Uitgebrachte adviezen

De directeur van de PI Lelystad heeft negatief geadviseerd ten aanzien van de verlofaanvraag, omdat de genoemde omstandigheden niet vallen onder de bijzondere omstandigheden zoals bedoeld in artikel 34 van de Regeling tijdelijk verlaten van de inrichting (hierna: de Regeling). Tevens is het gelet op de coronamaatregelen niet wenselijk om de inrichting te verlaten.

Het Openbaar Ministerie (OM) heeft negatief geadviseerd ten aanzien van de verlofaanvraag, omdat het voor klager voorzienbaar was dat hij op korte termijn een gevangenisstraf moest ondergaan. Klager had voor zijn eenmanszaak en zijn dienstbetrekking voorzieningen kunnen treffen en heeft dat blijkbaar nagelaten, waarvan hij thans de gevolgen ondervindt. Dit geldt ook ten aanzien van de gezinssituatie. Klagers stelling dat hij een bod op een woning heeft gedaan kan tevens geen rol spelen. Uit niets blijkt dat klager enige verplichting met betrekking tot de woning is aangegaan en zelfs al zou dit het geval zijn, dan betekent het doen van een bod niet dat er reeds enige verplichting is ontstaan. Overigens zou hij zijn vrouw kunnen machtigen om namens hem op te treden als hij de aankoop van de woning wil doorzetten. Ten aanzien van klagers slaapapneu had hij voorafgaand aan zijn detentieperiode de benodigde onderdelen kunnen bestellen. Bovendien is er geen noodzaak dat klager dit zelf moet doen. Ook daarvoor kan hij iemand machtigen, dan wel via de medische dienst een aanvraag doen indien het apparaat noodzakelijk blijkt te zijn.

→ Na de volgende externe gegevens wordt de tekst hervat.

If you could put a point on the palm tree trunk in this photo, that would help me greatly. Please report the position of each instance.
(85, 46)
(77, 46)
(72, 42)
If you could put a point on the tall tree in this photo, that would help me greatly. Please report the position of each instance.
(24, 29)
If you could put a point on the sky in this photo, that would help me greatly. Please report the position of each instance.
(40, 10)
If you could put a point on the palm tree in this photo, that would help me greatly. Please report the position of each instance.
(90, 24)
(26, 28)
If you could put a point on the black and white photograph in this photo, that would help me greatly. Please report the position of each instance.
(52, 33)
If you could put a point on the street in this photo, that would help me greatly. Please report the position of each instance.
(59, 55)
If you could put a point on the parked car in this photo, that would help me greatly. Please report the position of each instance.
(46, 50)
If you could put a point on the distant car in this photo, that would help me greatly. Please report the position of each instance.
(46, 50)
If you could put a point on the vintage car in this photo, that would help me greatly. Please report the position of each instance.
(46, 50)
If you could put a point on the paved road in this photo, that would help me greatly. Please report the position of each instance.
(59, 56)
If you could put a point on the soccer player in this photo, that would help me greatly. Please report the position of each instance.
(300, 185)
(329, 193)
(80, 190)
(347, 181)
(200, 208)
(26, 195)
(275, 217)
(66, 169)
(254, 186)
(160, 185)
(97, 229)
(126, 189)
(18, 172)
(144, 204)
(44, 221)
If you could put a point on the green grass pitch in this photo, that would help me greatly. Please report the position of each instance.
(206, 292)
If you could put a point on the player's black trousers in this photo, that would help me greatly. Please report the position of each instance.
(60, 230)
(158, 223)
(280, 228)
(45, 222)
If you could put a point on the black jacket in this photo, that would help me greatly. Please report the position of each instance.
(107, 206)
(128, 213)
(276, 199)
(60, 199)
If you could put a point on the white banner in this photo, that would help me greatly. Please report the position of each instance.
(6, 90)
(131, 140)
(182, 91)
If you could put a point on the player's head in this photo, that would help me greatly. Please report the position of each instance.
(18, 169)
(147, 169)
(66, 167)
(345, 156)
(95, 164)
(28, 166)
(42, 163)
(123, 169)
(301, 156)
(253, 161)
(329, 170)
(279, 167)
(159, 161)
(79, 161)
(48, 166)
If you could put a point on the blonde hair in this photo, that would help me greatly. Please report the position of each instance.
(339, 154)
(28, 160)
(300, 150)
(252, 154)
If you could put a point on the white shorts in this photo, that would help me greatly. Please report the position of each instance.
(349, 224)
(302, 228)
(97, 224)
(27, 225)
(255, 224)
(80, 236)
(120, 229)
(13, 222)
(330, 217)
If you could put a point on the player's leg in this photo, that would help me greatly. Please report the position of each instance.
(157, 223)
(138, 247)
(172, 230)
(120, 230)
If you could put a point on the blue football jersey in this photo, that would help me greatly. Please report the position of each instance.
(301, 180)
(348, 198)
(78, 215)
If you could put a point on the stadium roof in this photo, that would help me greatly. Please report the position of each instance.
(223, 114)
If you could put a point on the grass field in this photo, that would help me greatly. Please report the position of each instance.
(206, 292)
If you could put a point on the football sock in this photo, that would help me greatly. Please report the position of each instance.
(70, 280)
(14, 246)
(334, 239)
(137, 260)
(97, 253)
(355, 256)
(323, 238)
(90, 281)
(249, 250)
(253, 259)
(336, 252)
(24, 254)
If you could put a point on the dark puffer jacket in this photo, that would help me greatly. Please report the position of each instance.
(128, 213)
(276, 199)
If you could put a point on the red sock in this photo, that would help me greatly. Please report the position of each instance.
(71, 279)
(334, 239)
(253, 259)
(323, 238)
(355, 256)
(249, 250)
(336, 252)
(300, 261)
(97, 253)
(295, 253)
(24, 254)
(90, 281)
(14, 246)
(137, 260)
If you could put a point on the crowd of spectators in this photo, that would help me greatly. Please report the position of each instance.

De politie heeft onderzoek gedaan naar het verlofadres en dit in orde bevonden.

 

3. De beoordeling

Klager heeft verzocht het beroep mondeling te mogen toelichten. Dit verzoek is onvoldoende onderbouwd, terwijl de stukken voldoende informatie bevatten om het beroep te kunnen beoordelen. De beroepscommissie wijst het verzoek daarom af.

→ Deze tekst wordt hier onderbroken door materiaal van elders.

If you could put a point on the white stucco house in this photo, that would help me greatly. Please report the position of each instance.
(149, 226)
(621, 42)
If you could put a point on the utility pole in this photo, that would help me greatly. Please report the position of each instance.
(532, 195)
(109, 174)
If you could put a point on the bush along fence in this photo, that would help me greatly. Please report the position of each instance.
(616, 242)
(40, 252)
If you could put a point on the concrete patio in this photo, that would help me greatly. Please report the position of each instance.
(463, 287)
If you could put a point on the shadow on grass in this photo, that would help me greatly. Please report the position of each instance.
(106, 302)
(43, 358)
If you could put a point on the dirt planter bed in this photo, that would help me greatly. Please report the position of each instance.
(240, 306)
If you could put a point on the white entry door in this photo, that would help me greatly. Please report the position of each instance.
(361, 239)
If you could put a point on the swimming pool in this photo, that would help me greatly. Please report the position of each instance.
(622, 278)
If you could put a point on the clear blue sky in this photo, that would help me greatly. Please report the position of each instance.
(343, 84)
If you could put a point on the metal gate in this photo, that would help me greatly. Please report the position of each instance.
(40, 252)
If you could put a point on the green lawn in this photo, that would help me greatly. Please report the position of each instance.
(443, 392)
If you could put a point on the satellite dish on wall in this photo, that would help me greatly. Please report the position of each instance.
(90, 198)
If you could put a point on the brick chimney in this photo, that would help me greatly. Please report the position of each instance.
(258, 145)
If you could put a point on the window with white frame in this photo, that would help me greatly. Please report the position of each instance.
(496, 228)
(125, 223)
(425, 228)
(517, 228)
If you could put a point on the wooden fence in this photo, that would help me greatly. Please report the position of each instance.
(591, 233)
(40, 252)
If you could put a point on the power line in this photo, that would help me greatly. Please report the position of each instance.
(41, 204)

Klager is sinds 22 januari 2021 gedetineerd. Hij ondergaat een gevangenisstraf van drie jaar en tien maanden met aftrek, wegens witwassen en handelen in strijd met de Opiumwet. De einddatum van klagers detentie is momenteel bepaald op 14 november 2022.

In artikel 34 van de Regeling staat dat strafonderbreking kan worden verleend wegens zodanig bijzondere omstandigheden in de persoonlijke sfeer, dat niet kan worden volstaan met een andere vorm van verlof. Ingevolge artikel 38 van de Regeling kan strafonderbreking eenmalig worden verleend in verband met dringende omstandigheden van zakelijke aard. De gedetineerde dient aan te tonen dat zijn persoonlijke aanwezigheid noodzakelijk is en dat de zakelijke belangen al voor aanvang van de detentie bestonden.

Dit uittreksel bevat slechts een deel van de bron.